The Government’s argument is developed in six points. In the first, the Ministry headed by Pilar Alegría affirms that it “respects the concern of an institution like the RAE for the situation of Spanish Language and Literature in the educational system”; but considers “that making a report based on 15 reports from collaborators shows an opinion, with an absence of data, which, in any case, is partial.” In the presentation of the text, the academics explained that its main source came from the experience of 15 teachers, currently active in the classrooms, who had expressed their experiences to the RAE. The Academy also compared this qualitative information with already known studies on teaching quality.
The Government’s second point maintains that “the Lomloe regulatory change has a clear motivation: the improvement of academic results, educational quality and equity, reducing the repetition rate and is based on the recommendations of the Council of Europe, the DUA or the SDGs. All the measures that develop the standard are aimed at these ends.” “Questioning a rule that is being implemented now,” the Government continues, “since all changes are progressive and gradual, it separates itself from the reality principle of any structural change.
The Ministry of Education also defends that its policy, in reality, is in continuity with previous regulations. “The lack of motivation in the teaching of literature is questioned when the Royal Decrees and the Autonomous Communities maintain a similar number of teaching periods and when the promotion of literary reading and the updating of the classics from the texts themselves are given priority over the eminently theoretical”.
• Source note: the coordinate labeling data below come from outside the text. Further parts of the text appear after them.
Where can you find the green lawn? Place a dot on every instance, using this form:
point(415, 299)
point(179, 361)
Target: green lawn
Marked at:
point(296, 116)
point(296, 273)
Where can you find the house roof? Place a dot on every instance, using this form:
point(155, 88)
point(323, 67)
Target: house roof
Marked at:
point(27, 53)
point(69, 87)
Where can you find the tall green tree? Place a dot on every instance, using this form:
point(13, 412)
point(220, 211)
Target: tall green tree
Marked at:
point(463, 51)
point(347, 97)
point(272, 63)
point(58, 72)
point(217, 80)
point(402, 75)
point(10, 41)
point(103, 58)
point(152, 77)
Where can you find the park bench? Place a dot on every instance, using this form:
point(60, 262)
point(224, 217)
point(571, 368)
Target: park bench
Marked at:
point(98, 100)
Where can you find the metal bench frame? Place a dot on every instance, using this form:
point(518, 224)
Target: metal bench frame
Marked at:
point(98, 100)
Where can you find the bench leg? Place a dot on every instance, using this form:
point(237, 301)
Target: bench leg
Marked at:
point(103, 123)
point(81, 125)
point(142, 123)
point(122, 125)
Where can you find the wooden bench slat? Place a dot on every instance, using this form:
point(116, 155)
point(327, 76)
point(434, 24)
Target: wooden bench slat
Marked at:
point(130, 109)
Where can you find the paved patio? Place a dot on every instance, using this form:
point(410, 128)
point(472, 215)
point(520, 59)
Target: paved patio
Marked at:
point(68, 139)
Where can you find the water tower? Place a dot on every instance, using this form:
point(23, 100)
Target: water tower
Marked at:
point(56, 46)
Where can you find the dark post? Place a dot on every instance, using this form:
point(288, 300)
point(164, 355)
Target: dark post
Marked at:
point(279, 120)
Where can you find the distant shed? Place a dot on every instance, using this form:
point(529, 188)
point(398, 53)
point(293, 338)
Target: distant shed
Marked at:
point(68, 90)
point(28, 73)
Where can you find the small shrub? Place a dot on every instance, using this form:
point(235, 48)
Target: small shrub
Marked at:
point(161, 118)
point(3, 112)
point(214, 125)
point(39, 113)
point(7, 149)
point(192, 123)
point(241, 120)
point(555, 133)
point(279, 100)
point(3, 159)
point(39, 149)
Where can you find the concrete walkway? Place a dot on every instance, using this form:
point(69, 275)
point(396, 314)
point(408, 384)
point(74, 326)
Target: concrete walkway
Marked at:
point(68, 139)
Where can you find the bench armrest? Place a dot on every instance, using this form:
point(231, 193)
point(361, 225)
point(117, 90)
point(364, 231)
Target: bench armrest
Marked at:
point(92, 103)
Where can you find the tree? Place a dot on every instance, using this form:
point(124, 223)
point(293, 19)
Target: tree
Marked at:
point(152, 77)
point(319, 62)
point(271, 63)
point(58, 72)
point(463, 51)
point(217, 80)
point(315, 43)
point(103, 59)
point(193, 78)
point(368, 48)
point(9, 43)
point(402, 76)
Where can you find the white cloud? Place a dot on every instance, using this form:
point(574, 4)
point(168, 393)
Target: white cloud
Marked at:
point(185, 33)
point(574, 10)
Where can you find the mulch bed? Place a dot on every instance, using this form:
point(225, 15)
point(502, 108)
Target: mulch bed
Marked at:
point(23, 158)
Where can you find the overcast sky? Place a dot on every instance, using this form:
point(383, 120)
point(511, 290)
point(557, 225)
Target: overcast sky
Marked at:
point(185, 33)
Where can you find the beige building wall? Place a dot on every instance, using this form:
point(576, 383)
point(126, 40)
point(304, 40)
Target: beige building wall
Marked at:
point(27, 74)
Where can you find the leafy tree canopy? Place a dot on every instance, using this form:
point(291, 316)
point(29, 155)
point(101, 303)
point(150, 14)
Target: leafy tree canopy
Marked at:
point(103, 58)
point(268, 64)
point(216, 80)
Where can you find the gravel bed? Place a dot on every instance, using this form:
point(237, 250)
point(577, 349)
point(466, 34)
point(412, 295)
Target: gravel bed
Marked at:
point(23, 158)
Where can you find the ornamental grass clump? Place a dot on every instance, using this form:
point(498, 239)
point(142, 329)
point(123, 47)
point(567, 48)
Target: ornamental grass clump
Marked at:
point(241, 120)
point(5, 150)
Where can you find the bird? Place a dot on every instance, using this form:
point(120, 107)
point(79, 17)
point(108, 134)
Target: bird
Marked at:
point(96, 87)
In the last two points of its argument, the Government maintains that “the competency approach to the study of language puts the use of the language from a communicative point of view first, focuses, above all, on the understanding of oral and written texts, and allows delve into the ultimate purpose of a language. It is committed to developing media literacy and a critical approach to discourse.” And he denies that the competency approach despises the contents: “It is committed to them integrated into a teaching-learning process that also seeks the practical application of them in everyday life.”